Keith Fitzhugh, Mississippi State:  Another versatile tweener limited by tight hips and marginal feet.  Not quite enough range to be a lone threat in the backfield, but is a solid line of defense and a secure tackler.  His explosiveness is good, but his athleticism should limit him to a strong-safety role in run support.  His experience at corner and a solid zone background could make him a great depth target.

SS--Kevin Akins 


Kevin Akins, Boston College:  Takes versatility to a whole new level, with kick returning, offensive rushing carries, rush LB duties and standard safety/corner coverage duties in his arsenal.  His tremendous agility is at the heart of that, and as a late-round pick he is destined to be an underrated but consistently-productive player.  He is able to effectively tap into his skills, and was called on often to bring an unusual spark to games.
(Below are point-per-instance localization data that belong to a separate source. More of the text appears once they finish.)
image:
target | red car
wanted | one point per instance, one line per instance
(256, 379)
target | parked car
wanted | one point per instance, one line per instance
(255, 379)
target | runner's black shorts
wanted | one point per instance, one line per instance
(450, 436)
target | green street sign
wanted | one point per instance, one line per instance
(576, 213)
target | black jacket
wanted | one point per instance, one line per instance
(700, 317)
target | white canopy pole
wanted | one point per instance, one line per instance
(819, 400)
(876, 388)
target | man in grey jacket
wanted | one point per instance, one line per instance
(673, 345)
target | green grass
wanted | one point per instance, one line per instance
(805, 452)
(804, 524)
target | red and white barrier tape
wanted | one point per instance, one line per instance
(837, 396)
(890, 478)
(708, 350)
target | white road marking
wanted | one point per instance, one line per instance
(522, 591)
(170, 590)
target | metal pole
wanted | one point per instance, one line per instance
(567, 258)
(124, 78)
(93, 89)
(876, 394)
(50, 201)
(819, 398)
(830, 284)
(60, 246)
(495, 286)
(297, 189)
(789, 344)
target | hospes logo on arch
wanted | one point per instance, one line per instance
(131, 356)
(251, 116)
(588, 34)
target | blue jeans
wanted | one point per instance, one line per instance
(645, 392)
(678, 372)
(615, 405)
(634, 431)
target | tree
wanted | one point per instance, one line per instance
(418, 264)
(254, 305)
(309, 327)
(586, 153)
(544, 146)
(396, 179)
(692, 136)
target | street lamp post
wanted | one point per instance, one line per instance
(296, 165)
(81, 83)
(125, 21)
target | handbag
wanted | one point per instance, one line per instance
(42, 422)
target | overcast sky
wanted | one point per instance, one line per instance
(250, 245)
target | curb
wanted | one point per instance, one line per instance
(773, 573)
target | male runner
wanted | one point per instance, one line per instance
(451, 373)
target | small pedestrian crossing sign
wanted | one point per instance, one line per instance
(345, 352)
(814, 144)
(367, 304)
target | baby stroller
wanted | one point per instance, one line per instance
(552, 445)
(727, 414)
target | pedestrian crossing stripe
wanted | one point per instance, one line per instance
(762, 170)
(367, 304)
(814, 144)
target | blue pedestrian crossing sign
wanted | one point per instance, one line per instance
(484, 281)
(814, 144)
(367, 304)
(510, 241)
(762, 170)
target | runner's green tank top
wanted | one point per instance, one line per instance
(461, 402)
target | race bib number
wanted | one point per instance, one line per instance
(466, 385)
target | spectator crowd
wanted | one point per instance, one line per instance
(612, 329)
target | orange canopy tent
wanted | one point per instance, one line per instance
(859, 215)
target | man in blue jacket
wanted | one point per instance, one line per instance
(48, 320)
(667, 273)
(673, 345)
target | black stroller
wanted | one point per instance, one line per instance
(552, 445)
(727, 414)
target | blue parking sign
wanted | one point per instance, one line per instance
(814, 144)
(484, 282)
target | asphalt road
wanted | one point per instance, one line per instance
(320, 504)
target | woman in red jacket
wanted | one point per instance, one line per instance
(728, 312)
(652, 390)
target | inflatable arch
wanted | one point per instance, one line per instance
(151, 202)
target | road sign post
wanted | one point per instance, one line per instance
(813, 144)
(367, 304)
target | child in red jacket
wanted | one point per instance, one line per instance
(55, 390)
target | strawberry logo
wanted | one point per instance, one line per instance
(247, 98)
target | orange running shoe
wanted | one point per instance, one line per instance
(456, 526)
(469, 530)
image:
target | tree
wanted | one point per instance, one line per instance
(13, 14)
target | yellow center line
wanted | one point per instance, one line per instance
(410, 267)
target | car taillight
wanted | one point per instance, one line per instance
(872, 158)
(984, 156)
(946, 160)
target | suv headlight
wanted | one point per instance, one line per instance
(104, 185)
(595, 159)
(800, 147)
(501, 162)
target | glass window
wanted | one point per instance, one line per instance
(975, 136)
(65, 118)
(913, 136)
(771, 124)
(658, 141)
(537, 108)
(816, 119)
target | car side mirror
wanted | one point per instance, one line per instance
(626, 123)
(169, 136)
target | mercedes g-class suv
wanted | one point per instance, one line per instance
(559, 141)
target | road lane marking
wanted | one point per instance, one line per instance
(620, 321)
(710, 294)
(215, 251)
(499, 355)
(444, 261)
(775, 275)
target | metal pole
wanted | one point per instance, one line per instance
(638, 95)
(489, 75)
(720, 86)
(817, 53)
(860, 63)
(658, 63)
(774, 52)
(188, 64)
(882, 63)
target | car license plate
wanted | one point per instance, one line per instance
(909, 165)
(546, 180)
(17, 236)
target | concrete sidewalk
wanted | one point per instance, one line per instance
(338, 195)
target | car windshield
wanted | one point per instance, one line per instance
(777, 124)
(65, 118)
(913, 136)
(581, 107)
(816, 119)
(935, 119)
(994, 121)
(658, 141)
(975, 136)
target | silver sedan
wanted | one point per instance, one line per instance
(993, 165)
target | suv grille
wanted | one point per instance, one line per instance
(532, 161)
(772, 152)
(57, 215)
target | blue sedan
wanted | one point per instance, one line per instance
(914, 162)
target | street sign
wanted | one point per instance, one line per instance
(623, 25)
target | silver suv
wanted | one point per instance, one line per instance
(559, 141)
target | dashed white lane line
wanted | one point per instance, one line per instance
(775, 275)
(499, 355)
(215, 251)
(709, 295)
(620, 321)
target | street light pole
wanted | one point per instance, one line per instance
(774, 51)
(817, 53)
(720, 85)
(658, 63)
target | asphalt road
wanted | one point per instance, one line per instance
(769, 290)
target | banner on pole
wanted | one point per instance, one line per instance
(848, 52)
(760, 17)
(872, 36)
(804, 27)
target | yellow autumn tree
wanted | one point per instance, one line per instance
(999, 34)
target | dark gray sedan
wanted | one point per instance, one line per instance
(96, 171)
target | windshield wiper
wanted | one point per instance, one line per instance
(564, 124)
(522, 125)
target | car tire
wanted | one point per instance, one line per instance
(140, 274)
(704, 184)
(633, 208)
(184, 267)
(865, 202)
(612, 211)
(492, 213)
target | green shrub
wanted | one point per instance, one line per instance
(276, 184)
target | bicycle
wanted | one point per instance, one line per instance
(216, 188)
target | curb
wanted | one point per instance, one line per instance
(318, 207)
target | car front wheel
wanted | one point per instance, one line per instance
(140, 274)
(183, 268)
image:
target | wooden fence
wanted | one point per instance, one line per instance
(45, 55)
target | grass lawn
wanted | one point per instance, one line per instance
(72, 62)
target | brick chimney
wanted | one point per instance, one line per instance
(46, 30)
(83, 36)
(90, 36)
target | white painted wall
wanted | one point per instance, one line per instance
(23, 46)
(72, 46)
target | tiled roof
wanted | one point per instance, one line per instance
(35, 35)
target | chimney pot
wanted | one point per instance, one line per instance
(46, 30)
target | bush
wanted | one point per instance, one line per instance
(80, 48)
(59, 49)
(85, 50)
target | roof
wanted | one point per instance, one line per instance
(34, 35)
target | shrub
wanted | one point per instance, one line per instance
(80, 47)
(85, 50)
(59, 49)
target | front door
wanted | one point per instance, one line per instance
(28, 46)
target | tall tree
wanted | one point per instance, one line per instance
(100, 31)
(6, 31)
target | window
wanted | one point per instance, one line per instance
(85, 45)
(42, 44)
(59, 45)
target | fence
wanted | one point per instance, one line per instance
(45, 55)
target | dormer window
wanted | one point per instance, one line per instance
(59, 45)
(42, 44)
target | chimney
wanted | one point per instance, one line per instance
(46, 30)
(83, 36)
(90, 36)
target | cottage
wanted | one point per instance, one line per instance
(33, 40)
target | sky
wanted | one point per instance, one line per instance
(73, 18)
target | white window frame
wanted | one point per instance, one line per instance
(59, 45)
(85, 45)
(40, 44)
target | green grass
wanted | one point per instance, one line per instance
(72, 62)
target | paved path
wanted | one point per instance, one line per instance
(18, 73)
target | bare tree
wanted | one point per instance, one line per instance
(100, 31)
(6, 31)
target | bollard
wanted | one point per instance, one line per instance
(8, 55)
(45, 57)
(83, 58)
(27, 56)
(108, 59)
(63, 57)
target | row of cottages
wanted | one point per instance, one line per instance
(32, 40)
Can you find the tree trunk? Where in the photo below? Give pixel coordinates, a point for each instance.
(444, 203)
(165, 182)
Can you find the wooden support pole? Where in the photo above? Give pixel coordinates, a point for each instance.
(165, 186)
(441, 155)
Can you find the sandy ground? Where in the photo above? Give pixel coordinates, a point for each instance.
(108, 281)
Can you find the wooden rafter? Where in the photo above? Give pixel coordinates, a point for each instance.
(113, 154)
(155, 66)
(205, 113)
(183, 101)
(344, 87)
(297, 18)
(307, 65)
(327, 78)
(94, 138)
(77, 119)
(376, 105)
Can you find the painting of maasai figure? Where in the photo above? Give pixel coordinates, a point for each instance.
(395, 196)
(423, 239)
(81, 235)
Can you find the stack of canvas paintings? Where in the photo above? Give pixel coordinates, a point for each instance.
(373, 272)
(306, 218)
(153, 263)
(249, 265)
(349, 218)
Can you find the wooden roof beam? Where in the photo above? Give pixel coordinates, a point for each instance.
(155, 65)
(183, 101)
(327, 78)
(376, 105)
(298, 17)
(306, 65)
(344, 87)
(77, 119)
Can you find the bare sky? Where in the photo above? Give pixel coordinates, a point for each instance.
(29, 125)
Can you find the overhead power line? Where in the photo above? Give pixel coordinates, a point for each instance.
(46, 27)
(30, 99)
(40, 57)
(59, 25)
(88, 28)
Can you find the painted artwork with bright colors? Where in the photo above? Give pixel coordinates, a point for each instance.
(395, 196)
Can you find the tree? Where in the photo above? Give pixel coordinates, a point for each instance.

However, he doesn't have the overall talent to be asked to do any one thing consistently and productively.  A smart player who needs a smart coach to take advantage of him.

FS--Lendy Holmes 


Lendy Holmes, Oklahoma:  Some concerns with long-range ability to pick up defensive schemes effectively, he could be a solid fill-in and safe depth player.  He is a sure tackler who understands lanes and is very disciplined, and can disrupt receivers around the line.  Has the potential to be added as an extra dime back.

SS--Terrence Moore 


Terrence Moore, Troy:  Strong, explosive player who excels at getting off blocks, is very physical at the line of scrimmage and dictates routes to receivers.  Unfortunately, not quick or fast enough to stay very long with receivers, so must rely on good initial technique and solid zone reads.  Has a good feel for the edges of his zones, and rarely over-commits to the wrong receiver.